So many pressings don’t let you hear INTO the music. This is a live recording with musicians sprinkled all over the stage -- three-dimensional transparency is absolutely key to the better pressings, the ones that let you immerse yourself in the spectacle, never losing sight of the individual performances of Zappa and his merry band of obscene nut jobs. This band works blue. It will have you in hysterics if you get into the down and dirty spirit of the show. If that doesn’t sound like your thing, steer clear of this one. It’s raunchy as hell, and the raunchiest bits are the most hilarious.

What the Best Sides of Fillmore East - June 1971 Have to Offer Is Not Hard to Hear

  • The biggest, most immediate staging in the largest acoustic space
  • The most Tubey Magic, without which you have almost nothing. CDs give you clean and clear. Only the best vintage vinyl pressings offer the kind of Tubey Magic that was on the tapes in 1971
  • Tight, note-like, rich, full-bodied bass, with the correct amount of weight down low
  • Natural tonality in the midrange -- with all the instruments having the correct timbre
  • Transparency and resolution, critical to hearing into the three-dimensional studio space

No doubt there's more but we hope that should do for now. Playing the record is the only way to hear all of the qualities we discuss above, and playing the best pressings against a pile of other copies under rigorously controlled conditions is the only way to find a pressing that sounds as good as this one does.

The Greatest Rock Opera Ever

As for the music, it’s a 10 on a scale of 1 to 10. This, to me, is the ultimate rock opera.
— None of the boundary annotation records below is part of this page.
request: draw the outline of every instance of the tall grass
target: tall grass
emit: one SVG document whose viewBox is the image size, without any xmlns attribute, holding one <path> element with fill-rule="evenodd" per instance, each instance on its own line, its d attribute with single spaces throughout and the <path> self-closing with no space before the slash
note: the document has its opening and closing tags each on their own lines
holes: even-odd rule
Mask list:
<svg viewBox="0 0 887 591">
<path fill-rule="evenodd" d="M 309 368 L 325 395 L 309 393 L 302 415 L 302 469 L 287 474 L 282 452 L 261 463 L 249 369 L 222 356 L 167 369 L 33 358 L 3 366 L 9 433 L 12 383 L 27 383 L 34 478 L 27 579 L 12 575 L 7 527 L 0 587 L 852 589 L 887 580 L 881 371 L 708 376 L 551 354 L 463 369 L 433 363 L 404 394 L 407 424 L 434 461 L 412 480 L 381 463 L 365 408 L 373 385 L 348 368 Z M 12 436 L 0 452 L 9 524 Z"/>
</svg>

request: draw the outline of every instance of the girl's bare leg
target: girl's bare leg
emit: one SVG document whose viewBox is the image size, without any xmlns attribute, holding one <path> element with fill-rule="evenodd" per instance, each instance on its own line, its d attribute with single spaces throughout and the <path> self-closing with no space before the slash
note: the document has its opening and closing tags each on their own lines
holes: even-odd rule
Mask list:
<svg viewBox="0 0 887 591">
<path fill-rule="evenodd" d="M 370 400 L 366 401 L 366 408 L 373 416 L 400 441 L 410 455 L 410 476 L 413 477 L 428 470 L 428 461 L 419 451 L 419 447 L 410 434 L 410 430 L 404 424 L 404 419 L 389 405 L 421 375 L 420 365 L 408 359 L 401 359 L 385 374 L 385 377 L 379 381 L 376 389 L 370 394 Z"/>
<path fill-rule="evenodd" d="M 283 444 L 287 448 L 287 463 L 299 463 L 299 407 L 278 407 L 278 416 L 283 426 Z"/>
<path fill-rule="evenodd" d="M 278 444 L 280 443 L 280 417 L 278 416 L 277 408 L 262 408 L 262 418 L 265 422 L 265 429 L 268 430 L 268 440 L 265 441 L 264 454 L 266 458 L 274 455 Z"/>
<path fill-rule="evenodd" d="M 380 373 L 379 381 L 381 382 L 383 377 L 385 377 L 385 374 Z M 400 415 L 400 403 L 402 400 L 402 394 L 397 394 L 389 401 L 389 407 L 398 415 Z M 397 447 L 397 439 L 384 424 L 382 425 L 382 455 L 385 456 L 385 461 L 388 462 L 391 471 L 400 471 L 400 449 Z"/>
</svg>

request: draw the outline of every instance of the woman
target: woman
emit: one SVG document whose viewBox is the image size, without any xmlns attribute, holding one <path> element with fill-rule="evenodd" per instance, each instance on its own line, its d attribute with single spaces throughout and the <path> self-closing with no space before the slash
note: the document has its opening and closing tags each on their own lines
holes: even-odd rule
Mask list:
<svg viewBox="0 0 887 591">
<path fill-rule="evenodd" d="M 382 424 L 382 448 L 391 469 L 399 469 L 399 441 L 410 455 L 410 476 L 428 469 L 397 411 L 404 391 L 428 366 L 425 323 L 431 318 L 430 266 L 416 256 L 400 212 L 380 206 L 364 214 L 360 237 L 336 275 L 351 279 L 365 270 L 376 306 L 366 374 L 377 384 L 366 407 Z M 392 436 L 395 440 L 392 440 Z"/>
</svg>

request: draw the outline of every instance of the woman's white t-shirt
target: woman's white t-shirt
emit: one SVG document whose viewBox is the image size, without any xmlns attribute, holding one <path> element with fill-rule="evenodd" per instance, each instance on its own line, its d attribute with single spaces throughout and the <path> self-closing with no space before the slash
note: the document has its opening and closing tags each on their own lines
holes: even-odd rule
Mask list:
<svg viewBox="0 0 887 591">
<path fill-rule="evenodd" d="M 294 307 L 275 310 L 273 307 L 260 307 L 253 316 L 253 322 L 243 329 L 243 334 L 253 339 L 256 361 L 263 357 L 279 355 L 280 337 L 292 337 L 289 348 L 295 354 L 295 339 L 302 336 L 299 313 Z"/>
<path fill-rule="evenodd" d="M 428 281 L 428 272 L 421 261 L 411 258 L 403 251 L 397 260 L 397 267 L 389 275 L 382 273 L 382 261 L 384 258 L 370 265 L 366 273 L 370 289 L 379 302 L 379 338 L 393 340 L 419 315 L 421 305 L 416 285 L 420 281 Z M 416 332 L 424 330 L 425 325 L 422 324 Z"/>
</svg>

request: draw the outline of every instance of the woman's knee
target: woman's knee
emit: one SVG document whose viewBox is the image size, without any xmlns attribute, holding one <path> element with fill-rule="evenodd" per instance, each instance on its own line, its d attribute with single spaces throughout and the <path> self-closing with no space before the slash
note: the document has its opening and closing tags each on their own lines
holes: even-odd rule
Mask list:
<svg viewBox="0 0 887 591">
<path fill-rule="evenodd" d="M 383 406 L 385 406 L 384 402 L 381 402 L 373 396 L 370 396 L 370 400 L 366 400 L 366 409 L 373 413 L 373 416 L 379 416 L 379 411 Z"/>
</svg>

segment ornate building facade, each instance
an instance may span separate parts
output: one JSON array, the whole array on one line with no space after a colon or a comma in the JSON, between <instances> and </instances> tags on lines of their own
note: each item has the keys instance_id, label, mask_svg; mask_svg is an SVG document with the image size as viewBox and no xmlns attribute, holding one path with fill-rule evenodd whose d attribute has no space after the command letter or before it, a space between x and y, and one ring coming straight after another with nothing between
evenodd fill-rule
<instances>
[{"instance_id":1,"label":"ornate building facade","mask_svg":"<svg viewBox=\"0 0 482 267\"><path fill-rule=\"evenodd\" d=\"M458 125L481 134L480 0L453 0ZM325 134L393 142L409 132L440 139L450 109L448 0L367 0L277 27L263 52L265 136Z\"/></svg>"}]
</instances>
In point of fact, it’s actually a parody of a rock opera, which makes it doubly enjoyable. The two former leaders of The Turtles (aka Flo and Eddie) variously play groupies (What Kind Of Girl Do You Think We Are) and members of the band. As the saying goes, hilarity ensues.

What makes this album so special is that the rock songs that are generated out of this story are actually great rock songs. They’re not filler. They’re not connecting tissue. They’re good songs with strong melodies that stand up on their own.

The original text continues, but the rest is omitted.